Extra credit: Bad randomness in GMAC

Read Chapter 9.7 of Boneh-Shoup book, which is about the AES-GCM mode of operation. AES is by far the most widely used cipher today and GCM is a popular modern mode of operation, used in TLS 1.3 and many other places.

This problem will demonstrate that bad randomness is catastrophic for AES-GCM: if the sender of a message reuses an encryption nonce even once, an attacker can break the CCA security of the encryption scheme.

  1. Say that an attacker intercepts a GCM ciphertext \((c,t)\) and is somehow able to obtain the GHASH key \(k_\text{m}\) used to generate this ciphertext.

    Explain how the attacker can use its knowledge of \(k_\text{m}\) to break the CCA security of AES-GCM.

  2. Say that an attacker intercepts a pair of distinct GCM ciphertexts \((c_0, t_0)\) and \((c_1, t_1)\), both encrypted with the same secret key and the same 96-bit encryption nonce \(\mathcal{N}\).

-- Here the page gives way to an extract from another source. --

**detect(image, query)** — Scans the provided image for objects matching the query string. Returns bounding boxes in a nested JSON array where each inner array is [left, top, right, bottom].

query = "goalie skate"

Show how the attacker can recover the GHASH key \(k_\text{m}\) from these two ciphertext pairs.

    Hint: The function GHASH is defined using arithmetic in \(GF(2^{128})\), but you can think of GHASH as using arithmetic modulo a 128-bit prime \(p\). In this setting, all of the “nice” algebraic properties hold: a polynomial of degree \(d < p\) has at most \(d\) distinct roots (and there is an efficient algorithm to find them), every element has an additive and multiplicative inverse, etc.

  3. Propose one way to modify AES-GCM so that this integrity attack is not possible, even if the sender reuses the nonce. In one sentence, speculate on why the GCM designers did not incorporate your fix into their design.